Sherman Dam is an earthen dam near Loup City, in the central part of the state of Nebraska in the Midwestern United States. It was constructed in 1961 by the United States Bureau of Reclamation. It has a height of 134 ft and a length of 1912 ft at its crest. It impounds Oak Creek. The dam was originally constructed for flood control and irrigation, but is now owned and operated by the local Farwell Irrigation District and the Loup Basin Reclamation District.

The reservoir it creates, Sherman Reservoir, has a water surface of 2845 acre, surrounded by 4721 acre of land. It has a maximum capacity of about 69,000 acre-feet (69000 acre.ft). Recreation includes fishing, hunting, boating via multiple marinas and boat ramps, camping, and hiking. The northern shore borders the Sherman Reservoir State Recreational Area.

Primitive camping includes 360 non-pad sites. Facilities include picnic tables, shelters, water, dump station, modern restrooms, vault toilets, four boat ramps, fish cleaning stations, coin-operated showers and concession.
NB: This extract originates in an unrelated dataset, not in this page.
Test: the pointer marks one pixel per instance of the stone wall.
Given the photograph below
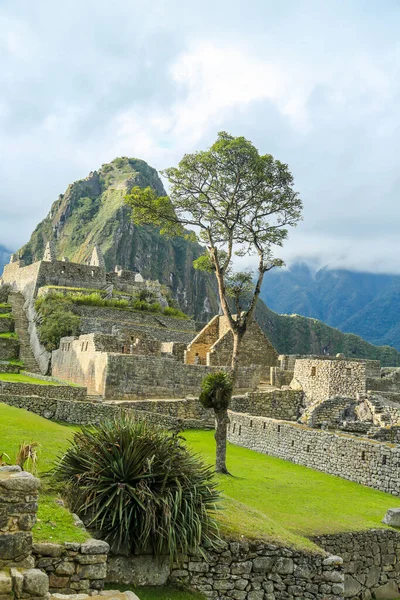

Cabin rental and RV camping pads are available.

Sherman Reservoir is a popular fishing location in central Nebraska. The most popular species sought by anglers are walleye, crappie, catfish, white bass, and northern pike. Fishing typically begins in March when northern pike can be caught in the shallow waters of coves and bays. Fishing for walleye during their April spawning period is very popular. Walleye fishing usually peaks in May–June. White bass fishing typically has two peaks—one in April–May and the second peak in mid-summer. Crappie catches are excellent in May as the reservoir fills and flooded habitat is available in the coves and bays. Ice-fishing for crappie and walleye can also be productive over submerged cover or habitat. Channel catfish provide good angling opportunities throughout the summer months, and large flathead catfish provide the possibility for trophy-sized fish.